2. Psychosis (note, this is too broad to be a DSM category, but it has never been the project of this blog to examine DSM per se, but rather diagnosis more broadly-which can be done using multiple alternative classification systems):

Psychosis is a very distinctive part of the human experiential repertoire. There remains enormous contention around who is and who isn't psychotic, how long it is likely to last and what might be the best way to help them. We do know that some people, some of the time, find the neuroleptic medications to be helpful in dealing with the intense and overwhelming disruption in their experience of reality. This is pretty sketchy detail as far as diagnosis goes, but it still seems there is some useful information contained in the distinction "Psychosis" vs "No-Psychosis". I would argue that the most important information is not:

(i) "Those designated as experiencing psychosis may benefit from neuroleptics"

but rather:

(ii) "Those not designated as experiencing psychosis certainly won't benefit from neuroleptics"

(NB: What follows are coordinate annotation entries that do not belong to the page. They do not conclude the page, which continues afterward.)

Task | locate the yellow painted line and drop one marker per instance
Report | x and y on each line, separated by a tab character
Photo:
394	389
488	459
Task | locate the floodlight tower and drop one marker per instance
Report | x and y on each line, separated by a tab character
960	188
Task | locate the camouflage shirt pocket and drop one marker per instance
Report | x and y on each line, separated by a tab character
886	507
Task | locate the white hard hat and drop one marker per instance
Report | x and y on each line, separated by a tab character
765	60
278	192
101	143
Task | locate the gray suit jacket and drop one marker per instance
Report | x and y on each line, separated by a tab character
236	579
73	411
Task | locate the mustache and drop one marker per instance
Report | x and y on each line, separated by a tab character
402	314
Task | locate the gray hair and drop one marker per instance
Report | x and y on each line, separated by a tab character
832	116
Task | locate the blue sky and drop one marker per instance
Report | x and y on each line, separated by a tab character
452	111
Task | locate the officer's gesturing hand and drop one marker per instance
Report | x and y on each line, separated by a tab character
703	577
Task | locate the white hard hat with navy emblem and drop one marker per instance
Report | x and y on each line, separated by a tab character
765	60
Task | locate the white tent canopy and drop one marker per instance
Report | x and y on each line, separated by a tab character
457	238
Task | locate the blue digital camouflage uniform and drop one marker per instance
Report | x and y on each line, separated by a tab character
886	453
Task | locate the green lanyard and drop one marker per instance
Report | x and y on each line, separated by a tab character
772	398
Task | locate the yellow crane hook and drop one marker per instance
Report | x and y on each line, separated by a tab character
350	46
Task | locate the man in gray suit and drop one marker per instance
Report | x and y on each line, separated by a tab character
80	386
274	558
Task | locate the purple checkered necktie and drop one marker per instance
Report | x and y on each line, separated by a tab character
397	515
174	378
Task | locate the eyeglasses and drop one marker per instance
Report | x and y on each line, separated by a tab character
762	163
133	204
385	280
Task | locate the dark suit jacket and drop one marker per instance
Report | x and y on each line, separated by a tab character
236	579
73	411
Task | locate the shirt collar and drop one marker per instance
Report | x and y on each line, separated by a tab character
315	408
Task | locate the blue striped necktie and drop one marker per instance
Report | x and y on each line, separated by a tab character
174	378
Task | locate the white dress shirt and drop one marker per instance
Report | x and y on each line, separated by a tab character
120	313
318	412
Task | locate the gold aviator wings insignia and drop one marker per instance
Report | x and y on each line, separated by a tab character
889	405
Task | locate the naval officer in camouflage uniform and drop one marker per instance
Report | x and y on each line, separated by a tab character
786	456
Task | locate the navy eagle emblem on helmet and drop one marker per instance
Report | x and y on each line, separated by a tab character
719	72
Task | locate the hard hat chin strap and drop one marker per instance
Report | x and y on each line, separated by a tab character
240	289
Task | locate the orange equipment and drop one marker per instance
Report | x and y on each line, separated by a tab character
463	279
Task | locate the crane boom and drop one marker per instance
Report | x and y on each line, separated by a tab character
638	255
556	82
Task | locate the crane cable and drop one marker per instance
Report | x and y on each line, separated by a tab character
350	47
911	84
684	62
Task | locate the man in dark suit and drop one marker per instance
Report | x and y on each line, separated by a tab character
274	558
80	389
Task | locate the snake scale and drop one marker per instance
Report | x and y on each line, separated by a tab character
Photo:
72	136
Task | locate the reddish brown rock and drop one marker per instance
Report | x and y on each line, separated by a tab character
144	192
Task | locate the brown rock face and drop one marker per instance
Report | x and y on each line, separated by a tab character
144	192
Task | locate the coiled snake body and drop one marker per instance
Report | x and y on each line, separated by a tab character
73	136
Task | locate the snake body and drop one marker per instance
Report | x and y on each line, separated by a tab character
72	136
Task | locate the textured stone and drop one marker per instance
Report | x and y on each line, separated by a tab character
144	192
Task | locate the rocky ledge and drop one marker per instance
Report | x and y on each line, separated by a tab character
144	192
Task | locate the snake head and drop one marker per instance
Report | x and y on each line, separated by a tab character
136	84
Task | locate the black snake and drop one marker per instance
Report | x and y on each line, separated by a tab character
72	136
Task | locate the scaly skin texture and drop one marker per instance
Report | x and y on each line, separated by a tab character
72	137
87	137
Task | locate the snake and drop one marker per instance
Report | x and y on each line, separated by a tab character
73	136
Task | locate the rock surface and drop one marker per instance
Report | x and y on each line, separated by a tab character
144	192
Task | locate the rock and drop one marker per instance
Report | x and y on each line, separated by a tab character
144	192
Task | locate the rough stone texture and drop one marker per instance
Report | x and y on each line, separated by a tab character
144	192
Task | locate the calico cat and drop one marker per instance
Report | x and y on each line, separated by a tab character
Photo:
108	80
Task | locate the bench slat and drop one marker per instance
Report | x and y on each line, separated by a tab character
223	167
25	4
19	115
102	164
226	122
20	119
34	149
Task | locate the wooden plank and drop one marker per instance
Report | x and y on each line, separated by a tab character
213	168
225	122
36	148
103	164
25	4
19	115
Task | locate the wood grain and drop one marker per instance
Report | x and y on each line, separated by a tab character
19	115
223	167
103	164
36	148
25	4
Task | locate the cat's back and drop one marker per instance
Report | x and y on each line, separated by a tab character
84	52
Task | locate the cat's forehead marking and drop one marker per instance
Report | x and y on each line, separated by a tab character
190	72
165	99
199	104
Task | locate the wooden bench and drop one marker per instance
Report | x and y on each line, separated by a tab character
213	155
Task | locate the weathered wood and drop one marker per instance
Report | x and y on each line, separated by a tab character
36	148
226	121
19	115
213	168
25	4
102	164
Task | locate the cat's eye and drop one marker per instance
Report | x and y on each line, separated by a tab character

Given the toxicity of so called "anti-psychotic" medications (and "anti-psychotic" is extremely over-optimistic given what these drugs actually do) it seems extremely important to rule out their use in anyone for whom it can definitely be said they won't be of any benefit.

These two examples generalise to some extent, but some diagnoses are more useful than others. DSM gets ever fuller with needlessly specific "disorders", and as Lucy Johnstone has pointed out, many of them are merely descriptions rather than diagnoses proper. What I am exploring here is not whether we should keep the DSM or not (I'm all for its abolition), but whether it should be replaced with an alternative form of diagnosis or an alternative to diagnosis.


*Some readers' answer to this will be that psychiatrists/psychologists aren't able to help anyone anyway. I am extremely sympathetic to anyone whose encounters with the "professionals" have left them feeling this way. The self disclosure in my Bio will alert you to the fact that I have a greater degree of optimism on this question. I have found therapy very helpful in the past, and I have spoken to a few others who claim to have found it transformative. Many people may be better served by non-medical/non-psychological interventions.